01 July 2011

The Epic Tale of my 1963 Econoline, AKA: The Van Story- Part 1

I decided I should post up the long and strange journey that is my van build-thread from the LBCC board. I'll post it up in a few installments. Enjoy:

Part I- In the beginning:
Josie and I left for the desert at about seven o'clock at night. Still being at the height of summer, the sun hadn’t fully set, but it was steadily on it’s way there. I hadn't even unpacked from Paso; my duffel bag sat in the back seat of my dad’s crew cab half full of yesterday’s dirty laundry as we climbed the Altamont. My heart pounded as I held the wheel of the truck, swerving around potholes with one hand, pounding an energy drink with the other while my brain went over all of the important details of our trip: We were heading for Nevada, and tomorrow I would be pulling home my Econoline. We left so quick I didn't even bother to get directions; I knew we were staying the night in Vegas, a drive I’ve made a handful of times, and finding a room should be easy. We would call Walt in the morning to go see the van, thus far I had only spoken to his daughter who had posted the van to the Las Vegas craigslist for her computer-illiterate father. This whole ordeal started from that ad and a picture she emailed me before Paso:



She had said that there was a U-haul down the street from him, and we'd rent a trailer one-way from there for home. I don’t even think I said much more to my Dad when I borrowed his truck than “We need to borrow the truck for a few days”, carefully not mentioning the madness and adventure that we were heading straight into.

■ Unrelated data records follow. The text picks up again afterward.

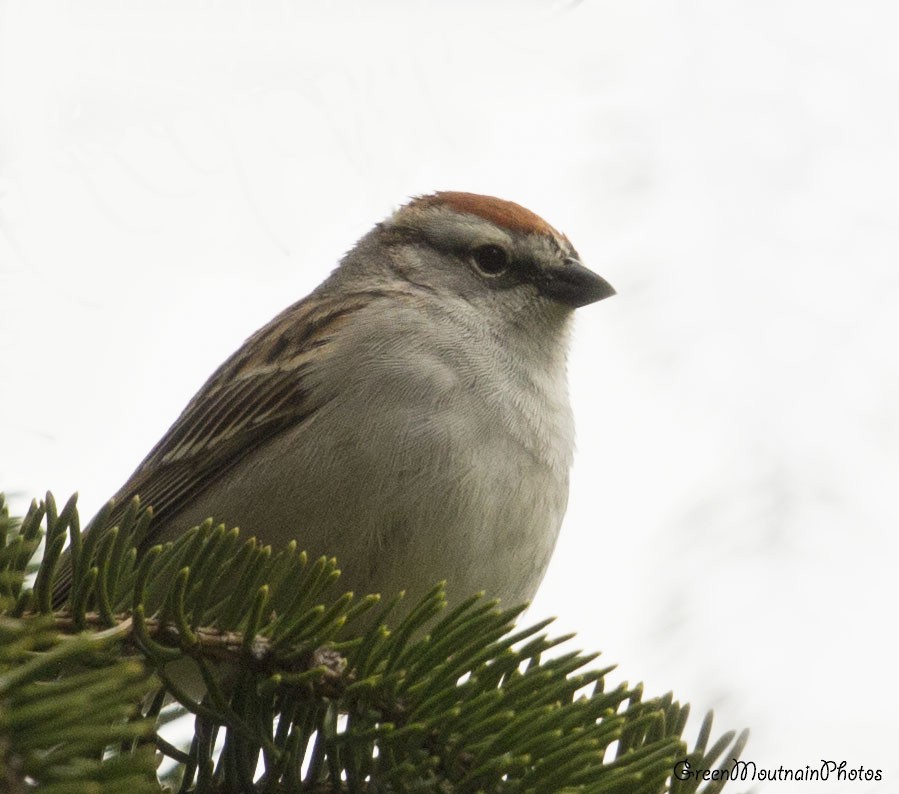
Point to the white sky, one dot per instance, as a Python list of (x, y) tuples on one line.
[(173, 174)]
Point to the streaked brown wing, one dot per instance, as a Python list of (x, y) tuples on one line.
[(257, 393)]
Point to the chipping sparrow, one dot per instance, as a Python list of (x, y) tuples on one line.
[(410, 416)]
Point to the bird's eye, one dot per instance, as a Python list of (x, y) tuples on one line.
[(491, 260)]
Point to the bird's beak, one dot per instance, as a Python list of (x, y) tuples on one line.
[(575, 286)]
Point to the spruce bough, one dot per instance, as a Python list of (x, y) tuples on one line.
[(306, 687)]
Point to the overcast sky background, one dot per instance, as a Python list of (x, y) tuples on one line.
[(172, 174)]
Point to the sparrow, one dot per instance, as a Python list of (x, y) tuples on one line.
[(410, 416)]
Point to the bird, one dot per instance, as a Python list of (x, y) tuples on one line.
[(410, 416)]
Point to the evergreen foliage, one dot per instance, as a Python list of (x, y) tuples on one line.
[(294, 685)]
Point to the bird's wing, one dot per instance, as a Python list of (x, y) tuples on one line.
[(261, 390)]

The sun had set thoroughly before we got through Bakersfield; Josie dozed off as I drove steadily through the Mojave Desert through Tehachapi, Barstow, then Baker. The drive was surprisingly uneventful; I hardly even remember talking much on the way there aside from debating whether Chrome Smoothies or Supremes would be more appropriate on the van, whether or not 1963 was too late for Lake Pipes, and whether I could still pull them off in more of a 70’s street-machine sort of way.

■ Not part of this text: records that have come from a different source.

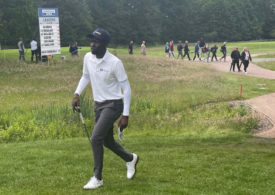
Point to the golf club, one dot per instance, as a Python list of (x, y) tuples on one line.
[(83, 123)]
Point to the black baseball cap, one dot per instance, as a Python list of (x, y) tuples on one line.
[(100, 34)]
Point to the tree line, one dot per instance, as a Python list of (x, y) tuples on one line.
[(155, 21)]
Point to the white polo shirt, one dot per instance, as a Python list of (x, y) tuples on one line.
[(33, 45), (104, 75)]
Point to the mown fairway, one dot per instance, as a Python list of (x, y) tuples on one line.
[(189, 138)]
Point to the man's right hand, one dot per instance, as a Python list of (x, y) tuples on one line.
[(76, 103)]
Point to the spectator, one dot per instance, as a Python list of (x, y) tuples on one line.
[(167, 49), (245, 57), (214, 51), (197, 48), (186, 50), (34, 50), (130, 48), (74, 49), (171, 49), (235, 56), (21, 49), (202, 46), (179, 48), (143, 48), (223, 50)]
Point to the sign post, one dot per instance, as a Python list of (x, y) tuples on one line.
[(49, 31)]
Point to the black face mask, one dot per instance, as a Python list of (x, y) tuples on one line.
[(98, 48)]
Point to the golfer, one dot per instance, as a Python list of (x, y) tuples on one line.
[(107, 76)]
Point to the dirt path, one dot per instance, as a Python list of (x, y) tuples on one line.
[(263, 104), (266, 105)]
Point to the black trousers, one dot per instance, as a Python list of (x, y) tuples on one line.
[(21, 55), (196, 54), (106, 114), (224, 56), (214, 56), (180, 54), (235, 62), (245, 63), (34, 52), (186, 54)]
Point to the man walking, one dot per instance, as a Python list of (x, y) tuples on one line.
[(107, 76), (197, 48), (21, 49), (179, 48), (130, 47), (245, 57), (223, 50), (214, 51), (235, 55), (186, 50), (34, 50)]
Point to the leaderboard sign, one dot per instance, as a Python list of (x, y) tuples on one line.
[(49, 31)]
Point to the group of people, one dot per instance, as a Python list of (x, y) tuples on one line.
[(200, 48), (244, 58), (203, 48)]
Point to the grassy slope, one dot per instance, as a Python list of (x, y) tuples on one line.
[(268, 65), (184, 148)]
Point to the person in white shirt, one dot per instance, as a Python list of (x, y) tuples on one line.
[(107, 76), (34, 50), (245, 57), (21, 49)]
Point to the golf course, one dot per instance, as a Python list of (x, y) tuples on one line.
[(189, 122)]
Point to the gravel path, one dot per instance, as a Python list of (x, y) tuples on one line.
[(264, 104)]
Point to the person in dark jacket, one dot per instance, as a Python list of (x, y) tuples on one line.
[(197, 48), (235, 56), (202, 47), (74, 49), (167, 48), (214, 51), (245, 57), (130, 48), (179, 48), (186, 50), (223, 50)]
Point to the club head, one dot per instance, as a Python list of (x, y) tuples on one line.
[(120, 134)]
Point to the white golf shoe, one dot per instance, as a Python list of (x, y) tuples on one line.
[(93, 183), (131, 166)]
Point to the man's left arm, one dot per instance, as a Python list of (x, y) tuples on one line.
[(125, 85)]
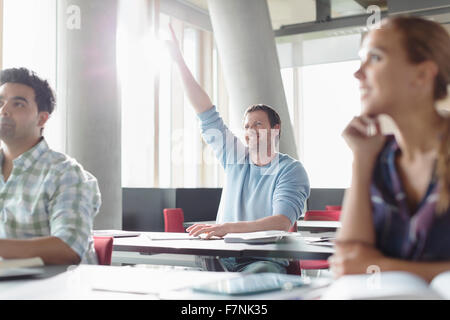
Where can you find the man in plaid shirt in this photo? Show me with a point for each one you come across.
(47, 200)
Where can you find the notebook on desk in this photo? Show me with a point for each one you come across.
(259, 237)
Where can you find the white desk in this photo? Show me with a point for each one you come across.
(314, 226)
(108, 282)
(295, 249)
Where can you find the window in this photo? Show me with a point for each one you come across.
(30, 42)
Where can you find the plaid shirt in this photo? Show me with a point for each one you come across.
(418, 234)
(49, 194)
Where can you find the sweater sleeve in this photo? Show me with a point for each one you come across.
(227, 148)
(292, 191)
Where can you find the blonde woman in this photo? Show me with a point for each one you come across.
(396, 213)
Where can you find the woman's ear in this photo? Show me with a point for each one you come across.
(427, 72)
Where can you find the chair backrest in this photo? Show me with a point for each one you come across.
(103, 248)
(322, 215)
(173, 220)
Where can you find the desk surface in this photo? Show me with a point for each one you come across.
(290, 249)
(302, 225)
(112, 283)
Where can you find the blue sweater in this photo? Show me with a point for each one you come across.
(253, 192)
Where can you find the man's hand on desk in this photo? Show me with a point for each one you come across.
(211, 230)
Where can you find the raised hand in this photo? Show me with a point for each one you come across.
(363, 136)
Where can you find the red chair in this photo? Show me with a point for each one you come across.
(319, 215)
(103, 248)
(173, 220)
(322, 215)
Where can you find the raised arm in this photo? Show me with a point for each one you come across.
(195, 93)
(275, 222)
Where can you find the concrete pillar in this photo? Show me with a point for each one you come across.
(88, 92)
(246, 46)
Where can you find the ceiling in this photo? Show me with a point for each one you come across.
(286, 12)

I pulled on the strip in Vegas at about four in the morning, but with Vegas being, well, Vegas the street was alive with tourists in t-shirts. We pulled in to the Flamingo at about four in the morning, a place decidedly hard on the eyes after an all-night drive.


As we walked through the lobby we passed endless aisles of middle-aged women staring blankly at slot machines and video poker, slowly watching their money leave them with one hand poking at buttons with the other gripping a cigarette with a mile-long ash. We made it to the counter, and checked in to an over-priced room for the night. The coked up kid at the counter wouldn't cut us a deal based on our late arrival, and we ended up staying in the room for a few hours. I didn't really sleep, but rather passed out from exhaustion for an hour or so. We took this picture from the window of the hotel room:



We got dressed, grabbed our things, and we were off for Day 2:



I felt just as bad as I looked.
We stumbled out of the room at about nine in the morning and wandered slowly through the Flamingo back to the truck. In a daze from the Nevada sun, exaggerated by our overall exhaustion and lack of food we took a minute to observe some of the Flamingo’s wildlife; a handful of dying koi fish swimming listlessly through a green pool marred with spit and cigarette filters.

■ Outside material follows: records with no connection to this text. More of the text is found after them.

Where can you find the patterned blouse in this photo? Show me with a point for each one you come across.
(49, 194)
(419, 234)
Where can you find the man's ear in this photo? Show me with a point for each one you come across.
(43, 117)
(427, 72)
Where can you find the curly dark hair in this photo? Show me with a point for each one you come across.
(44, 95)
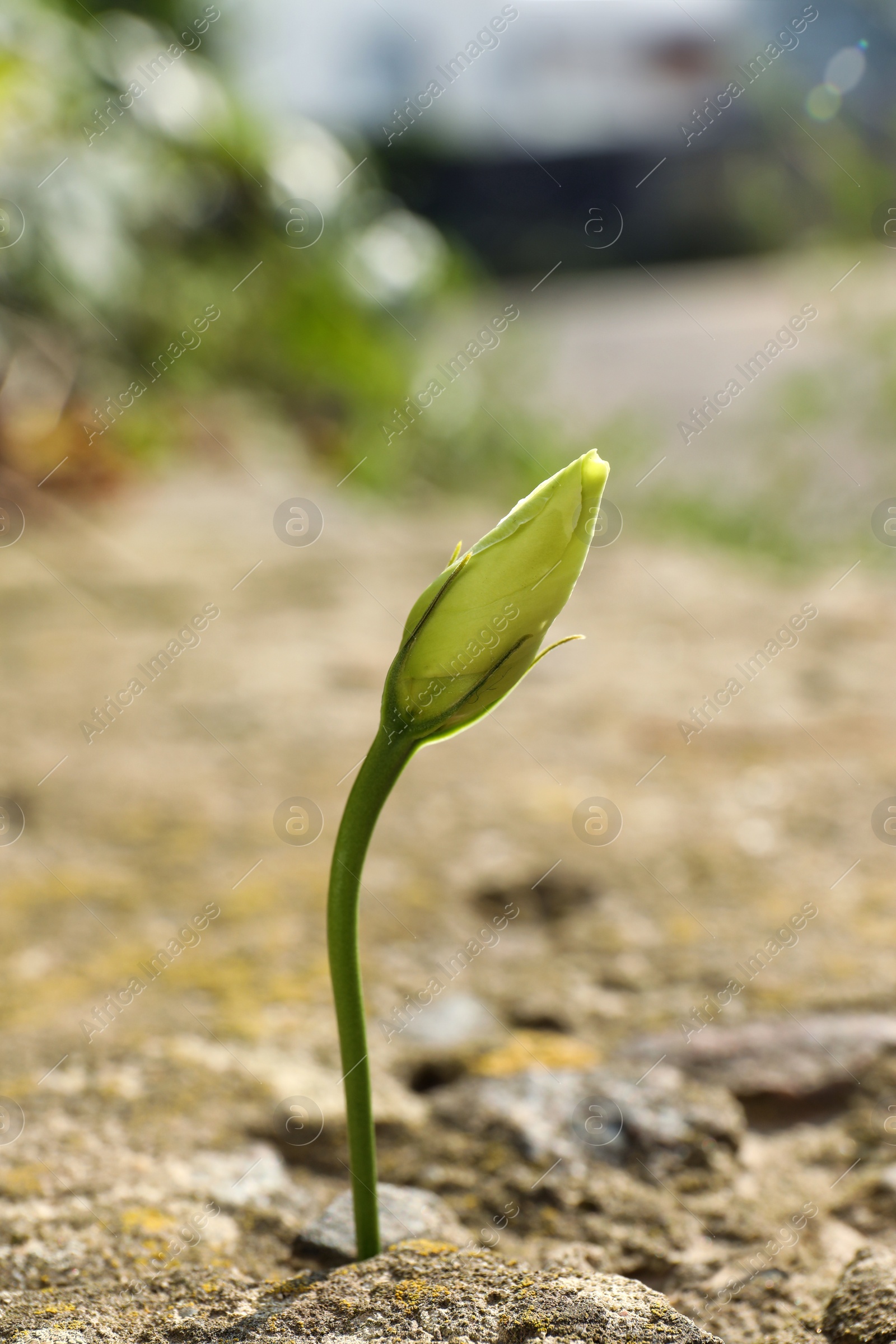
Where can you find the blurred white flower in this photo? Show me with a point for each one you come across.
(396, 256)
(182, 99)
(311, 165)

I called Walt from the truck, and he gave us directions- we still had an hour or so before we were in his town, so we were back on the highway again, nearly blinded by the bright desert sun.



We saw a foreboding sign along the way that said we were just outside of the “Valley of Fire”, which didn't lie. I guess it got that name from some Indian tribe, and I could see why- this was the closest place to hell I had ever seen. We pulled off at Walt's exit, and headed in about twenty minutes off the highway into this small town. I don't remember the name of the town, or if it actually had one; the place was more of a collection of people living on the edge of the desert, still dry-humping on to the American dream, but just barely. The dry wind of the Nevada desert seemed to have blown most of the life out of there. It was the kind of place that doesn't get a lot of visitors, a fact that quickly became apparent to us- our white California plates must have been shining bright on the truck because every porch-sitting denizen of this place couldn't take their eyes off them. Some people even got up and stood in the street behind us as we walked by, which was one of the eeriest things I had ever seen. It didn’t occur to us at the time how vulnerable we were out there, no one, including ourselves, really, knew where we were, we had a handful of cash, one cell-phone between Josie and I, and no idea about the caliber of the people we were about to meet. After driving up and down the only paved road in town a few times, we finally found our meeting place- a trailer park with no visible address on the edge of oblivion.